How I Killed Pluto and Why It Had It Coming - Mike Brown [103]
“It’s a surprise,” I said. “A surprise for you.”
When the name Eris was announced in the press a few weeks later, many people who had been following closely got what they took to be the inside joke on the name of the moon. I had called the moon Dysnomia. Dysnomia was one of the children of Eris, and she was the daemon spirit of lawlessness. Xena on TV had been played by Lucy Lawless. People assumed that Dysnomia was a sly nod to that original nickname.
I was happy to take credit for the wordplay, but in reality it was an accident that I hadn’t even noticed until someone pointed it out to me. I’ll just chalk that up, once again, to cosmic fate.
On the day that the names were announced, I couldn’t wait to get home to tell Diane.
“I named the moon for you,” I told her.
“You named the moon Diane?” she asked.
I explained that since the name Diane had long ago been taken by an obscure asteroid, I had had to be subtle. When Jim Christy discovered Pluto’s moon, he took the first syllable of Charlene—his wife’s name—and made a name out of it that’s found in mythology: Charon. In searching for the perfect name for Eris’s moon, I had looked for one that had the first syllable of Diane. Dysnomia is, admittedly, a bit clunkier than Charon, but there, in the first syllable, is my wife, Diane, whose family frequently calls her Di.
“Dysnomia is named for you,” I said. “It’s my present forever.”
“Um, thanks, I think,” said Diane.
After some contemplation, she added, “This doesn’t excuse you from Christmas presents, you know.”
A year earlier, when the existence of Xena was first announced, I had considered naming the potentially tenth planet after Lilah in some way. Diane had dissuaded me.
“What if we have a second child and you never find another planet?” she said.
That was a convincing argument.
I told her she should take the moon naming as a good sign: While it was possible that we might had a second child, there would be only one wife!
“Um, thanks, I think,” said Diane, again.
• • •
Many people know about the Rose Parade, which winds through Pasadena every New Year’s Day just as it did four days before the discovery of Eris in 2005. Less well known is the yearly alternative version of the Rose Parade called the Doo Dah Parade, which goes along some of the same main parade route as the Rose Parade. It attracts large crowds and features things such as marching toilets, a Doo Dah Queen (usually in drag), flying tortillas, and a Precision Grill team, cooking up barbecue along the way. In 2006, it also featured a New Orleans Jazz Funeral for Pluto organized by some local astronomers with a sense of humor. The eight planets were each represented by a costumed astronomer with a large cardboard name tag hanging around his or her neck. They carried Pluto in a casket to sounds of New Orleans jazz. The astronomers invited me to participate and gave me a cardboard name tag that read: “Mike Brown: Pluto Killer.” I had agreed to march in the parade on one condition: that Eris also be invited. Eris, played by Lilah, was pushed in a stroller down the parade route by her father.

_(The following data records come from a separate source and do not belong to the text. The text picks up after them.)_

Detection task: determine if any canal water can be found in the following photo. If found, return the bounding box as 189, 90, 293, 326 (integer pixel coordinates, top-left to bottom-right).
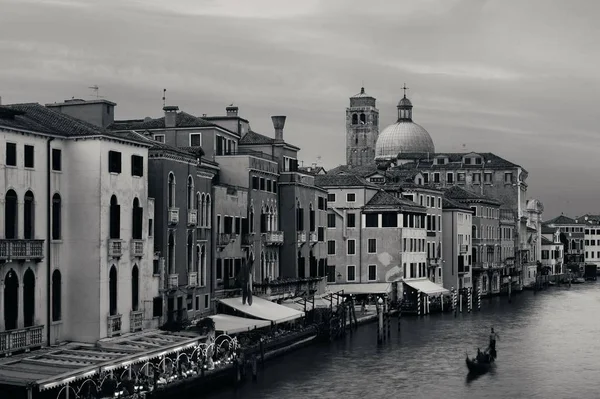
203, 283, 600, 399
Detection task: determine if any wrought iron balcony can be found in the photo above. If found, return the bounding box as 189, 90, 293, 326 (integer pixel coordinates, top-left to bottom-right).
188, 272, 198, 287
106, 314, 122, 338
188, 209, 198, 226
0, 325, 44, 355
129, 240, 144, 258
169, 208, 179, 225
0, 240, 44, 262
129, 310, 144, 332
168, 274, 179, 289
263, 231, 283, 245
297, 231, 306, 246
108, 238, 123, 258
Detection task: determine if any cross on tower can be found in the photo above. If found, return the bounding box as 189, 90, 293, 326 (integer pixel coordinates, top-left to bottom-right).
402, 83, 408, 98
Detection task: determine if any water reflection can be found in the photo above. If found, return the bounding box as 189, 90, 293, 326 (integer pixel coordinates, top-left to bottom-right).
203, 283, 600, 399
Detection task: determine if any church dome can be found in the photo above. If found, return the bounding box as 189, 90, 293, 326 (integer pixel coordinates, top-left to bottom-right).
375, 95, 435, 161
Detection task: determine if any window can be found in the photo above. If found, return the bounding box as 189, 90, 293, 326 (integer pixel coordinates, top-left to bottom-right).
369, 265, 377, 281
327, 240, 335, 255
25, 145, 34, 168
6, 143, 17, 166
52, 193, 62, 240
131, 155, 144, 177
367, 238, 377, 254
108, 151, 121, 173
347, 240, 356, 255
190, 133, 202, 147
346, 213, 356, 227
346, 265, 356, 281
327, 213, 335, 229
52, 148, 62, 172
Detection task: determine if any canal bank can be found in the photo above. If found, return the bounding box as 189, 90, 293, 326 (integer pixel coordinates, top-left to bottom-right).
200, 283, 600, 399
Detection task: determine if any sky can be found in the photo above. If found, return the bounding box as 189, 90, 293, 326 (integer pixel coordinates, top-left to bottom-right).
0, 0, 600, 219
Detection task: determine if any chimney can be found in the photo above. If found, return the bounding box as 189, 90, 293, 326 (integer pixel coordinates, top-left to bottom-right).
163, 105, 179, 128
225, 104, 238, 116
271, 116, 286, 141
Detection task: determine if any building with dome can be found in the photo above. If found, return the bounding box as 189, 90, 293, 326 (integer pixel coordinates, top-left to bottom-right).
375, 89, 435, 161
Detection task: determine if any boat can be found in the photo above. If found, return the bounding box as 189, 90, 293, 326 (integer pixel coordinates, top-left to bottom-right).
466, 351, 495, 374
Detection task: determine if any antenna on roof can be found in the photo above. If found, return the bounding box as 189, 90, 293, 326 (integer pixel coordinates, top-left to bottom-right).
88, 85, 103, 98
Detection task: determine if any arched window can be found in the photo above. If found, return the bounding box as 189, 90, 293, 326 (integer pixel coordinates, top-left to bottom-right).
52, 193, 62, 240
4, 190, 18, 240
204, 194, 212, 228
167, 172, 175, 208
4, 269, 19, 331
187, 232, 194, 272
131, 265, 140, 311
187, 176, 194, 209
108, 265, 118, 316
23, 269, 35, 327
109, 195, 121, 239
131, 197, 144, 240
52, 270, 62, 321
167, 233, 175, 274
23, 191, 35, 240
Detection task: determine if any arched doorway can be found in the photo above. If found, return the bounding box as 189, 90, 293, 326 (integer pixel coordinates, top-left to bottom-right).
108, 266, 117, 316
4, 269, 19, 331
23, 269, 35, 327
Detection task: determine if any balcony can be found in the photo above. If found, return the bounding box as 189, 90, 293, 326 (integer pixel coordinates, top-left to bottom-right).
0, 240, 44, 262
263, 231, 283, 245
188, 272, 198, 287
108, 238, 123, 258
252, 277, 322, 298
242, 234, 254, 247
129, 240, 144, 258
188, 209, 198, 226
106, 314, 122, 338
297, 231, 306, 247
0, 324, 44, 355
129, 310, 144, 332
217, 233, 232, 249
167, 274, 179, 289
169, 208, 179, 225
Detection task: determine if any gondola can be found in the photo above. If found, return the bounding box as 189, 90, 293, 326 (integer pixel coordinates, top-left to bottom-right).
466, 350, 496, 374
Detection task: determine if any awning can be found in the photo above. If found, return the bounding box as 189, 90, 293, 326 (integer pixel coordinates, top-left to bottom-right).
218, 297, 304, 324
327, 283, 392, 295
210, 314, 271, 334
404, 278, 450, 295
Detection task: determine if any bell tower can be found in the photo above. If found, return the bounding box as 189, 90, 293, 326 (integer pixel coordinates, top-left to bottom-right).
346, 87, 379, 166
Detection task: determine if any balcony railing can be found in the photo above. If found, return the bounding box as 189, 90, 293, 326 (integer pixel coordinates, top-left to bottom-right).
188, 209, 198, 226
297, 231, 306, 245
169, 208, 179, 224
108, 238, 123, 258
0, 326, 44, 355
168, 274, 179, 288
252, 277, 322, 297
129, 310, 144, 332
188, 272, 198, 287
106, 314, 122, 338
264, 231, 283, 245
0, 240, 44, 261
130, 240, 144, 258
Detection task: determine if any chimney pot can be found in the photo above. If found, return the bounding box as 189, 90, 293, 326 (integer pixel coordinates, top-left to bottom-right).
271, 115, 286, 141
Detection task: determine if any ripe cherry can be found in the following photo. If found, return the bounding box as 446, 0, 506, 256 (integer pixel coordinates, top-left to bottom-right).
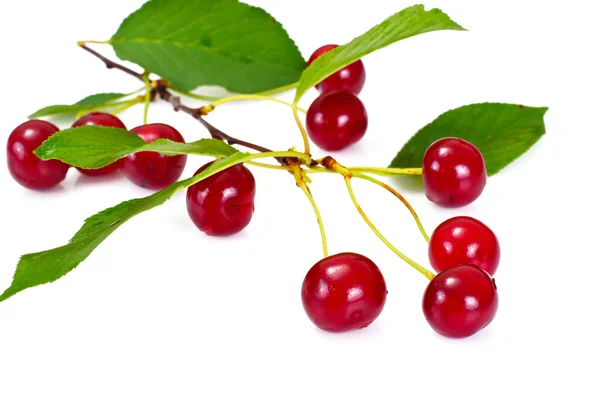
72, 112, 127, 176
302, 253, 387, 332
6, 120, 70, 190
307, 44, 367, 95
423, 138, 487, 207
306, 91, 368, 151
121, 124, 187, 190
429, 217, 500, 276
187, 162, 256, 236
423, 265, 498, 338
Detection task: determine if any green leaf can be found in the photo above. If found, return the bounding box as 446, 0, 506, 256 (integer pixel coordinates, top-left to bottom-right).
35, 126, 237, 169
0, 153, 249, 301
390, 103, 548, 176
28, 93, 126, 119
294, 4, 465, 103
110, 0, 306, 93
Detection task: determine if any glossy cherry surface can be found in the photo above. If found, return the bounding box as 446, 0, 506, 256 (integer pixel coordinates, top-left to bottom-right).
187, 163, 256, 236
121, 124, 187, 190
423, 265, 498, 338
429, 216, 500, 276
307, 44, 367, 95
72, 112, 127, 176
423, 138, 487, 207
6, 120, 70, 190
302, 253, 387, 332
306, 91, 368, 151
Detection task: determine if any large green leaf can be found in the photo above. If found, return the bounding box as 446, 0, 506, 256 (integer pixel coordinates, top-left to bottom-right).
0, 153, 249, 301
35, 126, 237, 169
28, 93, 126, 119
110, 0, 306, 93
295, 4, 464, 103
390, 103, 548, 176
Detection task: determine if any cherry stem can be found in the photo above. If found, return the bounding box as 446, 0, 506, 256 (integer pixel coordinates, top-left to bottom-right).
351, 170, 429, 243
348, 167, 423, 177
292, 103, 310, 155
344, 176, 435, 280
290, 165, 329, 258
142, 71, 152, 125
201, 94, 307, 115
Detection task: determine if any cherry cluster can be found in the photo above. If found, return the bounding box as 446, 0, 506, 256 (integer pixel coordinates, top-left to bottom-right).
7, 45, 500, 338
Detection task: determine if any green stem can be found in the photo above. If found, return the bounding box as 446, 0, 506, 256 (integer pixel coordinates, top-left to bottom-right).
292, 167, 329, 258
352, 171, 429, 243
344, 176, 435, 280
142, 71, 152, 125
202, 94, 307, 114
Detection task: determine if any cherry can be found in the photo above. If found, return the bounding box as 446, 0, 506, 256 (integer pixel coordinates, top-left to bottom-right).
72, 112, 127, 176
423, 137, 487, 207
302, 253, 387, 332
429, 217, 500, 276
187, 162, 256, 236
6, 120, 70, 190
306, 44, 367, 95
306, 91, 368, 151
121, 124, 187, 190
423, 265, 498, 338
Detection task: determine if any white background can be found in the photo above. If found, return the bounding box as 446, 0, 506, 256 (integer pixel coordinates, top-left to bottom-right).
0, 0, 600, 400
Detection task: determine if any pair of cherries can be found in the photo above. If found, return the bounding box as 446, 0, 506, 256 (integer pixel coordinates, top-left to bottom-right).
7, 112, 256, 236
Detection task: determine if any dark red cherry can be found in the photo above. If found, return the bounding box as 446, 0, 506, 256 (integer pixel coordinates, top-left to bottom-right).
423, 138, 487, 207
121, 124, 187, 190
306, 91, 368, 151
429, 217, 500, 276
423, 265, 498, 338
187, 162, 256, 236
72, 112, 127, 176
307, 44, 367, 95
302, 253, 387, 332
6, 120, 70, 190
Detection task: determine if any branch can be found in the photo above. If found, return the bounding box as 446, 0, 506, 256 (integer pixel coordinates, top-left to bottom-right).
78, 42, 288, 165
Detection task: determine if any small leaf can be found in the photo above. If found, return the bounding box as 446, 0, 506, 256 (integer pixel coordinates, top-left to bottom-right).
390, 103, 548, 176
110, 0, 306, 93
0, 152, 248, 302
35, 126, 237, 169
294, 4, 465, 103
28, 93, 126, 119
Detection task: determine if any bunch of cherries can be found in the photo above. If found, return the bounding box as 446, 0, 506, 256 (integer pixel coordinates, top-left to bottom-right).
7, 45, 500, 338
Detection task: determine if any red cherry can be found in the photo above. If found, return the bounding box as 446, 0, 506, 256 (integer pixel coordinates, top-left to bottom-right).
423, 138, 487, 207
429, 217, 500, 276
306, 44, 367, 95
6, 120, 70, 190
302, 253, 387, 332
306, 91, 368, 151
72, 112, 127, 176
423, 265, 498, 338
121, 124, 187, 190
187, 162, 256, 236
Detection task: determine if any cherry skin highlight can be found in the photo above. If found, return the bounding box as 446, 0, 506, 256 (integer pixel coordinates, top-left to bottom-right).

Like most marchers in the Doo Dah Parade, we got quizzical looks, a few claps, a smattering of boos, and a lot of tortillas thrown at us. I spent most of my time trying to make sure Lilah didn’t pick them up and eat them. But still, Pluto was dead, and it was good to participate in its burial.
• • •
But not everyone was ready to bury Pluto just yet.
On the very day of the vote to demote Pluto and Eris, a few astronomers began collecting signatures protesting the details of the IAU decision. They issued a simple statement:
We, as planetary scientists and astronomers, do not agree with the IAU’s definition of a planet, nor will we use it. A better definition is needed.
It’s hard to argue with that statement. As much as I am proud of the astronomers who had the guts to go against emotional sentiment and to remake the solar system correctly, the actual definition by which they did it is pretty clunky. In fact, I won’t use it, either.